Global conflicts, persecution and human rights violations force one in every 113 people to flee their homes. According to a report released yesterday, June 19, by UNHCR (Office of the UN High Commissioner for Refugees), the world has 65.6 million refugees, asylum-seekers and people who have been forcibly displaced from their countries of origin – a population the size of the United Kingdom.
This is the largest number ever recorded in history and is due largely to the worsening of the conflict and the humanitarian crisis in Syria.
The UNHCR report, released one day before World Refugee Day, reveals an especially cruel detail of forced displacements: the high number of children affected by the violence, who represent 51% of refugees in the world. More than 75,000 asylum applications were made by unaccompanied children.
The report also shows the primary destinations of these people: 84% of refugees, who total 22.5 million, are in low- and middle-income countries and one in three are received by least developed nations.
Brazil’s role as a recipient has been low. The country currently has just 9,689 refugees, a figure that represents 0.043% of the total. According to the UN report, Brazil accepted 982 refugees in 2016, while the number of applications rose from 20,815 in 2015 to 35,464 last year – an increase of 70%.
Demand for refugee status is likely to continue to rise. Data released to the press by Conare (National Committee for Refugees) reveal that between January 1 and May 31 of 2017, the country received 10,507 requests for refugee status, of which nearly 80% were from Venezuelans.
“Brazil can and should do more in the global effort to receive people who are forcibly displaced. The country needs, for example, to maintain a firm commitment to taking in Venezuelans in the state of Roraima, by quickly providing temporary residency, exempting fees for those who cannot afford to pay them and conducting a swift and thorough analysis of requests for refugee status,” said Camila Asano, coordinator of the Foreign Policy program at Conectas.
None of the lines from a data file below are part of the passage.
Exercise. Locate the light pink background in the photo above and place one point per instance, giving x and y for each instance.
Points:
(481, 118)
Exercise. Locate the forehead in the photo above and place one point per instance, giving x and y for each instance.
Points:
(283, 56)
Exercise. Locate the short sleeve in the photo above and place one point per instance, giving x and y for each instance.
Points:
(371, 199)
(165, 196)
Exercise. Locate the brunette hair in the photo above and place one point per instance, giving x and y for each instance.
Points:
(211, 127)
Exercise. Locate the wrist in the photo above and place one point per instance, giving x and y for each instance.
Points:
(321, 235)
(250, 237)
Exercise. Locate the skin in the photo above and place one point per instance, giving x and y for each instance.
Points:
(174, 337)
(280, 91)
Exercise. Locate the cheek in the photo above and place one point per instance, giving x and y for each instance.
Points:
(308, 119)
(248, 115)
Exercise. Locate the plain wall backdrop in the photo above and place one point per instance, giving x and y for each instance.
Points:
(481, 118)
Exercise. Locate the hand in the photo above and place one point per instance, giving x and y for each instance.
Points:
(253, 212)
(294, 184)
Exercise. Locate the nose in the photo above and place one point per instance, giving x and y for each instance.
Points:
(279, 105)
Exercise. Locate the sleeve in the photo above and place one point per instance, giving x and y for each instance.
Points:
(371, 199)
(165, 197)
Larissa Leite, coordinator of the protection program at Caritas Archdiocese of São Paulo’s Refugee Center, explained that the new inflow of Venezuelans into Brazil demonstrates how displacement trends in the world can change quickly, including with important shifts in the profile of these people.
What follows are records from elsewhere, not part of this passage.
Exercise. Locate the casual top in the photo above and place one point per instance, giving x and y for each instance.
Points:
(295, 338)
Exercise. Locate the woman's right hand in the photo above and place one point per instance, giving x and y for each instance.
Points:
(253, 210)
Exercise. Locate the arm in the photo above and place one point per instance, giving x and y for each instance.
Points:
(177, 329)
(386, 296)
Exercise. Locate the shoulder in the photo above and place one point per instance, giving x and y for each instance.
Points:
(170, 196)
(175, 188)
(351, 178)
“Another example is the sharp increase in the number of refugee women in São Paulo, who represented less than 10% of the total a few years ago and 36% in 2016,” said Leite. As far as she is concerned “Brazil has the responsibility not only to establish adequate protection systems, but also to ensure the stability of its structures and policies and to respond to the diversity of the refugee population in the country”.